Child welfare and juvenile justice were decidedly not front and center for this administration, or any of the administrations that came before it. But Obama will leave office with a legacy of action in both realms.
Following, in no particular order of importance, are a few things that Youth Services Insider sees as critical pieces of the Obama legacy on juvenile justice and child welfare. We welcome your thoughts if you disagree or would like chime in with other submissions; e-mail: jkelly@chronicleofsocialchange.org.
The Stimulus
Remember the Great Recession that America was in when Obama was sworn in? Sure seems like a million news cycles ago.
In 2011 and 2012, scores of states were still struggling with the economic effects of the Great Recession. As they battled budget crises, many responded with drastic cuts to juvenile justice and child welfare spending. At the time, we tallied at least ten states that cut juvenile justice budgets and nine that cut child welfare spending.
The Obama administration took the lead on crafting (and passing) the American Recovery and Reinvestment Act of 2009, a massive stimulus package to address the recession that totaled $831 billion. On top of many billions going to help keep school districts solvent were several carve-outs for youth services:
- A 6 percent increase in the federal match for Title IV-E funds
- $1.2 billion for youth employment and summer job programs
- $1.5 billion emergency shelter grants for families
- $1 billion increase in the Community Services Block Grant
- $5 billion increase to Temporary Assistance to Needy Families
- $2 billion increase to the Child Care and Development Block Grant
- $2.1 billion increase for Head Start and Early Head Start
- $70 million to coordinate programs that educate homeless children
There is no question that, without the Recovery Act, state budgets would have crashed quickly, harder and more painfully in 2009.

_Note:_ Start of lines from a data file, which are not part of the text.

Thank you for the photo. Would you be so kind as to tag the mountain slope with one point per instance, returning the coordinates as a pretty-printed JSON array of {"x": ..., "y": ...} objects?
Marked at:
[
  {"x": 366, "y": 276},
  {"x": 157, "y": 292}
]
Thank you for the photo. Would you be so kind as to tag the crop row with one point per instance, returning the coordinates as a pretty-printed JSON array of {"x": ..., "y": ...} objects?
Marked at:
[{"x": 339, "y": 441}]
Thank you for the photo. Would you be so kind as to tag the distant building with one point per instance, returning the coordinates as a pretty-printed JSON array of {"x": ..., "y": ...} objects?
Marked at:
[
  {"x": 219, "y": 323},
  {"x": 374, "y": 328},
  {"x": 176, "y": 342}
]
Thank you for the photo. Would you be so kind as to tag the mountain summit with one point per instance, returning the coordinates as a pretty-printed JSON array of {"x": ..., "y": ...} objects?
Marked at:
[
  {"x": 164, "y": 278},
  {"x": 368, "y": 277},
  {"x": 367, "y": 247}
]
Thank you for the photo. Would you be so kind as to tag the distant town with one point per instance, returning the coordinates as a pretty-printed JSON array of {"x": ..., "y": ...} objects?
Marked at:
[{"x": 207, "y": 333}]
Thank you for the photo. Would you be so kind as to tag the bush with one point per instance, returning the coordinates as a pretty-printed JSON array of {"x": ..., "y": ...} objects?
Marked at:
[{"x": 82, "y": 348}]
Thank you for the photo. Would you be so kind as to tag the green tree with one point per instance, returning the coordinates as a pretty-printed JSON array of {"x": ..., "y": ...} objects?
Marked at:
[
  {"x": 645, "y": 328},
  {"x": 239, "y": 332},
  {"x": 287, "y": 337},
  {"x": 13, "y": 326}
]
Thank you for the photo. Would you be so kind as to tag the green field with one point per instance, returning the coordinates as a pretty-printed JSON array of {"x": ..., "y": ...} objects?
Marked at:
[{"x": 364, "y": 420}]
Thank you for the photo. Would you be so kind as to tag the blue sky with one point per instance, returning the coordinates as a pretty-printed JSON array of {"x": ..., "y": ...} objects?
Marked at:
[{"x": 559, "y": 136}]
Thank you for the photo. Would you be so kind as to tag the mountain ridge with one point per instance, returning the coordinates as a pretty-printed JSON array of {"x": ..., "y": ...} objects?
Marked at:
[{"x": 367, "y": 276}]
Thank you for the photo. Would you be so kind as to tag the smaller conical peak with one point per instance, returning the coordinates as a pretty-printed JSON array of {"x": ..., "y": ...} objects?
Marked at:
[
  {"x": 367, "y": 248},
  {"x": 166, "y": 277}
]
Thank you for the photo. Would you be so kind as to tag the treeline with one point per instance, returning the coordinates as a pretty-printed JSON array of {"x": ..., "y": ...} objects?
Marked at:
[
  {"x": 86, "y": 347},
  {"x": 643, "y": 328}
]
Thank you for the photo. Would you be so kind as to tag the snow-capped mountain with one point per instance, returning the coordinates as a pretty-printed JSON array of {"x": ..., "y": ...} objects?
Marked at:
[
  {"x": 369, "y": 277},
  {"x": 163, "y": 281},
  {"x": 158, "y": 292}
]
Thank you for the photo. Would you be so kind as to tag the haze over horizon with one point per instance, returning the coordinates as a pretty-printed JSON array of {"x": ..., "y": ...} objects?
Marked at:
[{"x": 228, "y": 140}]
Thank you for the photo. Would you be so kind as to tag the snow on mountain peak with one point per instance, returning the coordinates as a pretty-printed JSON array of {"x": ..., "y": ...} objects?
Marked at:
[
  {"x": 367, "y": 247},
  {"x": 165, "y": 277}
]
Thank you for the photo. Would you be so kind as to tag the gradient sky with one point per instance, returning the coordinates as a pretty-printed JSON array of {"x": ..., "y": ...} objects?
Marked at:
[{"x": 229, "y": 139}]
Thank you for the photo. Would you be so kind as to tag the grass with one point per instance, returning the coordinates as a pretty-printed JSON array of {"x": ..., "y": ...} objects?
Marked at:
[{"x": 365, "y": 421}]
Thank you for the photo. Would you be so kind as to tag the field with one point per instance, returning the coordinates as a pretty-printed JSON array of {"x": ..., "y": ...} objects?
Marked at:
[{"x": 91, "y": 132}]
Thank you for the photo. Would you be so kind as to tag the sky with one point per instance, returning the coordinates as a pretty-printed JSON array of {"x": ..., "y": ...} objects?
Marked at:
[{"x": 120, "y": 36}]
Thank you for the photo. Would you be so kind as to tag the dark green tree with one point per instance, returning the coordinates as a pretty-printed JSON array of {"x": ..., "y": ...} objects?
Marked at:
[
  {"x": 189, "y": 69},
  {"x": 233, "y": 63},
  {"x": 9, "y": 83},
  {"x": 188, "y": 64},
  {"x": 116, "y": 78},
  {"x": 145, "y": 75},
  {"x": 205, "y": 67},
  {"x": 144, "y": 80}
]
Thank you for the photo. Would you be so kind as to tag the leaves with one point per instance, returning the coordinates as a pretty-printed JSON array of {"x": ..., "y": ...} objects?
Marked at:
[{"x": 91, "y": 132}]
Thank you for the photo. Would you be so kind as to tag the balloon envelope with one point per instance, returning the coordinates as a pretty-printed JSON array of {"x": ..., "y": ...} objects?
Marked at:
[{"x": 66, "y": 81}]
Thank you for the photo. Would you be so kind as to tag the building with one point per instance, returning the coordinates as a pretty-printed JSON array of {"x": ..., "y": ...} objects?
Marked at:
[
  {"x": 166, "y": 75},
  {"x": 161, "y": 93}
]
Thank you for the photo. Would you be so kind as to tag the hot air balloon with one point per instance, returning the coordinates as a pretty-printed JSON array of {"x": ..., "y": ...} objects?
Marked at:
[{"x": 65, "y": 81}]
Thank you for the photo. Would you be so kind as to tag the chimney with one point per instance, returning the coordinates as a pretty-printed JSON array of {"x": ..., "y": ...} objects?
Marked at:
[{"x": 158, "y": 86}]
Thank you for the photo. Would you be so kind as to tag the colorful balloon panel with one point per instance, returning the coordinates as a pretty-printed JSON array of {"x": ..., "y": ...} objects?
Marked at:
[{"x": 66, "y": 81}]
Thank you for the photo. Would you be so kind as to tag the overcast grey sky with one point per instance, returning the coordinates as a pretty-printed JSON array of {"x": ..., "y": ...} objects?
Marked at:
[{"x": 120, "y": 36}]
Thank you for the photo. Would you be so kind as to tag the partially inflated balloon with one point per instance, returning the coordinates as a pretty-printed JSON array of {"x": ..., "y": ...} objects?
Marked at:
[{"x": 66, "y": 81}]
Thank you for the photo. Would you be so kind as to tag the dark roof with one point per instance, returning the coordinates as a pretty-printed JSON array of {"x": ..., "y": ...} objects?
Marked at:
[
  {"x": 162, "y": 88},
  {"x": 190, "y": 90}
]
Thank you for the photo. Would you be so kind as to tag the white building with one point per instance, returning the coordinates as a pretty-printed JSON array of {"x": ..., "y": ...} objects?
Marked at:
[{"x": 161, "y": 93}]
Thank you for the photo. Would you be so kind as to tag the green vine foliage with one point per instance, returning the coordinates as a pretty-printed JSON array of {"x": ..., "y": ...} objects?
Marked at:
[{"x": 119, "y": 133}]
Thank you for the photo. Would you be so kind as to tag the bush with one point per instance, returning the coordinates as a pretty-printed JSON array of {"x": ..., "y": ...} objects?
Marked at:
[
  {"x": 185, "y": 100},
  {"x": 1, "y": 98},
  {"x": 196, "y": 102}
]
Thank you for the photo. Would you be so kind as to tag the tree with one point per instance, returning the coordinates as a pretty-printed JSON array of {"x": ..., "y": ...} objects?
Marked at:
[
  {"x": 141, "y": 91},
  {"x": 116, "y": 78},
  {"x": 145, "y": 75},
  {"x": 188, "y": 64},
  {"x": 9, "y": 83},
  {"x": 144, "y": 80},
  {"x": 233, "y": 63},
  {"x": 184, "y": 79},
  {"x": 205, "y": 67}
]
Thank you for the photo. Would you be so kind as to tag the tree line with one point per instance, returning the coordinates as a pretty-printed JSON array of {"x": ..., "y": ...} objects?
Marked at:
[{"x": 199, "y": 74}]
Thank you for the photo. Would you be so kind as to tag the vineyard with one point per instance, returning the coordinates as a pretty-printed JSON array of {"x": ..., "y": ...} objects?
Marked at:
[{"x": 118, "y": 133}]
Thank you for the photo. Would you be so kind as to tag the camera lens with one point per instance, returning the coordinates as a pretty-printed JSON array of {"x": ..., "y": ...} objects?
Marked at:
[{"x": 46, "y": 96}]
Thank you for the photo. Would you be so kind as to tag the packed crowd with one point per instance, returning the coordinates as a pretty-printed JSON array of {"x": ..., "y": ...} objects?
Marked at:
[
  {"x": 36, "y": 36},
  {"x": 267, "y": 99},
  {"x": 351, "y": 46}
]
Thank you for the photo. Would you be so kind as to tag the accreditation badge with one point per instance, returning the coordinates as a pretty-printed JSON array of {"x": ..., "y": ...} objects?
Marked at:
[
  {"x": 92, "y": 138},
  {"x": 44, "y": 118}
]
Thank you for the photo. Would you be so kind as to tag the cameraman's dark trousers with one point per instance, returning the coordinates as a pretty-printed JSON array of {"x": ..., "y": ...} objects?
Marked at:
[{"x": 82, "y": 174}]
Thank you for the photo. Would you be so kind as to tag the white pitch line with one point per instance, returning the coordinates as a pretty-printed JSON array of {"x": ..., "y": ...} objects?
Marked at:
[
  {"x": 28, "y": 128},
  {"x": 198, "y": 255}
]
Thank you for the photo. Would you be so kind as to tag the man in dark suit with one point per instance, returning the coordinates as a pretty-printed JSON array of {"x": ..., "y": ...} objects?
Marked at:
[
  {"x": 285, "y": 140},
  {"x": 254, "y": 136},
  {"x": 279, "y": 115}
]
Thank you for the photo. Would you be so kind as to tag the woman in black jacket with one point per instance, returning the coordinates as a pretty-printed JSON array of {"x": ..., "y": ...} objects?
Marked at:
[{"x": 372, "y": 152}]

The state budget crunches in 2011 and 2012 might have been tough on systems, but they didn’t sneak up on anyone. States knew the stimulus funds were going away, and knew that a conservative-led Congress was moving to tighten up federal funding in general.
YSI doesn’t think it hyperbole to say that, absent the stimulus plan’s investment in the youth services infrastructure, advocates for kids in a lot of states would still be working to just get back to pre-recession levels in spending to serve the most at-risk youths.
Earmarks: Stricken from the Record
The Congressional appropriations process used to yield thousands of earmarks for youth-serving programs, federal funding awards of various size and scope delivered mostly at the behest of a local member of Congress.
Obama said he would not sign appropriations bills with earmarks his first go-round in 2009; Congress called his bluff, and he caved. By the next year, he had won Congressional support for eliminating them.
Some youth services observers, including our mentor Bill Treanor, had no love for the earmark process. It rewarded programs with a connection more than it did programs with evidence of success. It circumvented the competitive process for federal grants. Treanor once called for all youth programs in the country to rise up and flood every Congressman with an earmark request to bring the system down.
But when earmarks vanished from appropriations – at least the ones related to kids – the money went with them. There was no conversion from earmarking to open competition; the funds just went away once appropriators couldn’t deliver some pork back home. Be careful what you wish for.
Pay For Success
In February of 2011, President Obama put forth a budget proposal that included $100 million for a little-known novelty in human services funding: pay for success (PFS) projects, also known as social impact bonds. The structure involves social investors fronting the money to test the effectiveness of a particular intervention or set of interventions to address a challenge.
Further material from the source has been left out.